My parents were divorced when I was 10. It felt like a relief then because my dad was impulsive, brash, and hot-tempered. He had a hard time providing for our family of six and even so, he drank, gambled, and had a mistress.

After the divorce, my mother took custody of my three siblings and me. For years, especially in secondary school, I felt embarrassed and ashamed that I came from a broken family.

It felt as though my dad’s mistakes were my mistakes. My three siblings and I had to seek financial assistance in school, unlike most of our other classmates.

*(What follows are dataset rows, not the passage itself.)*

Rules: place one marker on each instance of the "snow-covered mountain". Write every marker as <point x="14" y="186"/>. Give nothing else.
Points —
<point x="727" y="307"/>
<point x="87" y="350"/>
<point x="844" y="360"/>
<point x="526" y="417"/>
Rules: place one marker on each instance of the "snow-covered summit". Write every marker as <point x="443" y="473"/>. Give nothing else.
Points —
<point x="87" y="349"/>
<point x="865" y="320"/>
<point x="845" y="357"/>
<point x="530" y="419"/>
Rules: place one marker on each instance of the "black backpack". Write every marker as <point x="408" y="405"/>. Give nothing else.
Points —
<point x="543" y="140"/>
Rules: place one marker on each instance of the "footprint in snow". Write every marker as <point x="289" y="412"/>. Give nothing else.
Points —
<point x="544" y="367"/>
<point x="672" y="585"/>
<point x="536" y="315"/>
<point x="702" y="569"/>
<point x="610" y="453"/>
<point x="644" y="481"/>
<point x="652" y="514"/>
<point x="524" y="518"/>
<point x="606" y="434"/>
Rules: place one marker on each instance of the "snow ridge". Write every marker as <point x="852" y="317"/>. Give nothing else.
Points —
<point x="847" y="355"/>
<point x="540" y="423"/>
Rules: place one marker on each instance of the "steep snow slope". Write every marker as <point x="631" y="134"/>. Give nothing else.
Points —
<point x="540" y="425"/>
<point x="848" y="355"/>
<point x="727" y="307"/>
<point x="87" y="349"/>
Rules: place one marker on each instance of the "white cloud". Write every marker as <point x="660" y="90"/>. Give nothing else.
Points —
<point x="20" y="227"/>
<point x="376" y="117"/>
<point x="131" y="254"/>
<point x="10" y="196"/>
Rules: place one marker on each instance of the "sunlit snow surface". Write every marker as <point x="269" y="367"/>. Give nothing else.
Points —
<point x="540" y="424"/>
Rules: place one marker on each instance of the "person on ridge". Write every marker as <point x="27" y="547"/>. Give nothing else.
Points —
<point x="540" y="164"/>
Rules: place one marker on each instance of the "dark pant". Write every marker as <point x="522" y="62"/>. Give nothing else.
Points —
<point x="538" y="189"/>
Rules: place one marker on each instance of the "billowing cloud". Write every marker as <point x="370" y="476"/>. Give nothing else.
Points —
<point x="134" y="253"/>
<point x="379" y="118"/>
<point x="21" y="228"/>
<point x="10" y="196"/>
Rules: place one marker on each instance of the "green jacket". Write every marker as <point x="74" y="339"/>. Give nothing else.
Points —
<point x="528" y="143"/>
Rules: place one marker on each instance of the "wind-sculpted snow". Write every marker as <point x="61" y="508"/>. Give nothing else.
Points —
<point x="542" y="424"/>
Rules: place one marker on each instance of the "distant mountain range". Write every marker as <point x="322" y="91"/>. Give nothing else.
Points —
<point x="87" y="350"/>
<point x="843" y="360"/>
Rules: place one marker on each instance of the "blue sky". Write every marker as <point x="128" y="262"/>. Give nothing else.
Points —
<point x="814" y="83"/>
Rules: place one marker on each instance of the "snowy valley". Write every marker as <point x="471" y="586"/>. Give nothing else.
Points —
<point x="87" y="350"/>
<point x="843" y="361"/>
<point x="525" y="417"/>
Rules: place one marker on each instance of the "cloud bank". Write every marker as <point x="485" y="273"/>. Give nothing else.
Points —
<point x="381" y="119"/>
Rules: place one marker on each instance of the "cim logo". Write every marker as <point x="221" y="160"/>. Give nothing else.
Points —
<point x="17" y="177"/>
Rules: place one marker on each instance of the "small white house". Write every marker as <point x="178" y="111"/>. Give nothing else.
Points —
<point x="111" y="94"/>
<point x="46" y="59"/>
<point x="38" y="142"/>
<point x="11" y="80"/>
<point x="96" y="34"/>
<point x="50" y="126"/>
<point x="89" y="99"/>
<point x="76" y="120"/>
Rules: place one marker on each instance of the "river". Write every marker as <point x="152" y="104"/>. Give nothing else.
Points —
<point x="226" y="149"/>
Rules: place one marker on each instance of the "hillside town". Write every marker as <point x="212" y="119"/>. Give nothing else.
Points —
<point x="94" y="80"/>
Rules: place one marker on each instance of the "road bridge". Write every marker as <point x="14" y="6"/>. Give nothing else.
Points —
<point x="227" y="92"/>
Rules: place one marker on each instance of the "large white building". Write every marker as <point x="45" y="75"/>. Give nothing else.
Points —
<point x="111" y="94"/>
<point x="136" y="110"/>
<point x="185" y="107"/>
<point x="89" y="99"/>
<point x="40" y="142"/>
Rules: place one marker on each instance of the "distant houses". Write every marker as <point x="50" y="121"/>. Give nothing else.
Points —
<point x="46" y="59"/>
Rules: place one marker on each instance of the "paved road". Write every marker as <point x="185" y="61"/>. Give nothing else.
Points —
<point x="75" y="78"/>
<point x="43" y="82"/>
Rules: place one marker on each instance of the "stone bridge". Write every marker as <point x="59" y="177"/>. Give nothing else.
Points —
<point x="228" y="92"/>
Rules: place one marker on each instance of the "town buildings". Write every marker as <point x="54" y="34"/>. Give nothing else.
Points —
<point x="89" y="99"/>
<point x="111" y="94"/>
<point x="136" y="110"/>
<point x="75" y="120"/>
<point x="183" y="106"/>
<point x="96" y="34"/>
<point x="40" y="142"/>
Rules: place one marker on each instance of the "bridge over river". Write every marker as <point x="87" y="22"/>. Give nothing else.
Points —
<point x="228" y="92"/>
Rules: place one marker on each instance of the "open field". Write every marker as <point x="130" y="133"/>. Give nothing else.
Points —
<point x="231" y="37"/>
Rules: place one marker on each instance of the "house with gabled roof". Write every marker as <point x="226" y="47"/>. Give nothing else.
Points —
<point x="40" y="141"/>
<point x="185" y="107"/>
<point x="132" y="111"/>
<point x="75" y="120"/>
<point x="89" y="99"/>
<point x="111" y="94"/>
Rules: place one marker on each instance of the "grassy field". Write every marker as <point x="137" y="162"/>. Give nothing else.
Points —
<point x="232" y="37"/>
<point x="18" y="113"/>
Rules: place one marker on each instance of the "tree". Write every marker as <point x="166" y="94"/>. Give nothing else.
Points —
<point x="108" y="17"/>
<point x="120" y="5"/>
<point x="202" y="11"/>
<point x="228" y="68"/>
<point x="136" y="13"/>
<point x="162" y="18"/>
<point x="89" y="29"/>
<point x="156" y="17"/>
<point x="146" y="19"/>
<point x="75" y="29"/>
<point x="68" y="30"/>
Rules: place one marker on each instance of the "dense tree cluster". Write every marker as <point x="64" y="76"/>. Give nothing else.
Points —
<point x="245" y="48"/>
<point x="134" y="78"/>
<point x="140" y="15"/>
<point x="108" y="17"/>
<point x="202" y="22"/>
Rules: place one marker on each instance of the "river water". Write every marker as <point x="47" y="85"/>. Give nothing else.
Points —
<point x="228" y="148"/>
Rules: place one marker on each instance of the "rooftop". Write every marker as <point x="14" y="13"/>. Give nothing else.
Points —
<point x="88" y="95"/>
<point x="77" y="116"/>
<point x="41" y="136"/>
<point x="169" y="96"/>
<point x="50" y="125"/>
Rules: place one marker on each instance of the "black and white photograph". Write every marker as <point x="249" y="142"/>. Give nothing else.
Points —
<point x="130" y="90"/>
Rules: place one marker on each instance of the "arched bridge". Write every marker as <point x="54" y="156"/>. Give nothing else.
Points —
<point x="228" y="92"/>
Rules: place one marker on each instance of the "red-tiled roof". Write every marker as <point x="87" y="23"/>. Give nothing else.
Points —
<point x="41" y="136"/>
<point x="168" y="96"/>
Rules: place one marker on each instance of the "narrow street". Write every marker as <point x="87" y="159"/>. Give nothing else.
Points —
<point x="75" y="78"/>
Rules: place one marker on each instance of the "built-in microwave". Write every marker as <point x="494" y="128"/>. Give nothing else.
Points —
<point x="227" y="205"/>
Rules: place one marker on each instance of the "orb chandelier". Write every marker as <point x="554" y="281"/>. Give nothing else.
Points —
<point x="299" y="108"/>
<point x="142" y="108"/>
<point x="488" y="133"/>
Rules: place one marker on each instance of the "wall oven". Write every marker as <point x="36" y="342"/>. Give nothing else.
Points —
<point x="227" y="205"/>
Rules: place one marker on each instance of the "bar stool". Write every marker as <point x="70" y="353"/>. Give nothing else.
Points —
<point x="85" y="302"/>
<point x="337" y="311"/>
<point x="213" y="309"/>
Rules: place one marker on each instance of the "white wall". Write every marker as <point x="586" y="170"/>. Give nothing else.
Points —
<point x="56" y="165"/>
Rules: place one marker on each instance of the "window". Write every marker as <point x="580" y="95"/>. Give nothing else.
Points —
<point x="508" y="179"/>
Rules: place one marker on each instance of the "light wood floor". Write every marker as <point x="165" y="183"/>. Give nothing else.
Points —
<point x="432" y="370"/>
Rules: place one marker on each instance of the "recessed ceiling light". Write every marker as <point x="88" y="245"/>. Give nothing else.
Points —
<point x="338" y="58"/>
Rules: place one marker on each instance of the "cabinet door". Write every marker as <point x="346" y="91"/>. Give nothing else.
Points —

My mum had to work multiple jobs to provide for our family, so I was being taken care of by my grandmother. Grandma raised us with the Chinese mentality of “打是疼,骂是爱”, which means “hitting is caring, scolding is loving”.

I do believe she loved us in her own way, but honestly, all I felt was neglected and gradually closed myself up to others.

Things weren’t great on the homefront, but I was still a good girl – I learnt to be independent and responsible and even got second place in class when I was in Secondary One.

However, my English could have been considered atrocious. I could not write a proper essay, often either failing or barely passing.

My form teacher, Ms T, who also taught me English, was especially concerned when I received an EMB3 aggregate score of 25 for my prelims, which meant I might not make it into a polytechnic if my grades slipped any further.

Ms T called my mum to find out why I was doing poorly before asking to speak to me privately. She then brought up the possible reasons for my academic struggles, including my parents’ divorce, which my mother had shared with her.

The moment she mentioned the divorce, I started sobbing. Nobody had ever talked to me about it, not even my own mother. There had been no comfort or processing of how I felt for the past 7 years since it had happened.

I was overwhelmed, disappointed in myself and how I had come to this state. Wondering if I had been in denial all these years because I clearly had not moved on from the pain. Although I did not feel particularly upset about the divorce or my grades in my mind, it still affected me somehow.

Ms T remained calm despite me breaking down. Instead, she talked about the God she believed in and found hope in for the difficult trials of life. This God loved me too, she said.

Eventually, I graduated with an aggregate score of 17, making it to polytechnic to study IT/Engineering.

It was in polytechnic that I invited to a church camp by one of my classmates, and there I accepted Jesus Christ as my Lord and Saviour. The love of God was something I had never felt before, having felt unloved for most of my life. 

Although I took about a year to finally tell my cell leader about my family situation, God was faithful in changing my heart towards my father as I allowed Him into my life. I started to remember the good and happy times we did have together and realised my father really was not so bad after all.

One day, I received a call from my dad out of the blue. I was on the bus on the way back home. Over the phone, he told me that he remembered how I was such a sensible child, telling my brothers not to buy toys as it would strain our family’s finances.

Hearing his affirmation, tears started streaming down my cheeks, touched to hear that he still saw who I was and loved me.

To other first-generation Christians like myself, I know we may carry a lot of hurts because our loved ones do not yet know the love of God. But as we bring our baggage to Jesus and walk into the light of God, He will heal, cleanse and ease our burdens (Matthew 11:28-30).

For those recovering from your parents’ divorce, know that it is not your fault and you could not have controlled it. Talk to someone about how you feel and believe that God can turn ashes in beauty (Isaiah 61:3).

Lastly, I would also like to thank my teacher, Ms T, for showing me God’s love when I needed it most. I don’t know where you are now, but please know that you did something so precious for me that has made me who I am today.

The author’s name has been changed by request for confidentiality. 

  1. What were some struggles on the homefront that you faced as a child?
  2. Were these difficulties pivotal to how you grew up and saw the world?
  3. How did you come to understand God’s love through the circumstances of life?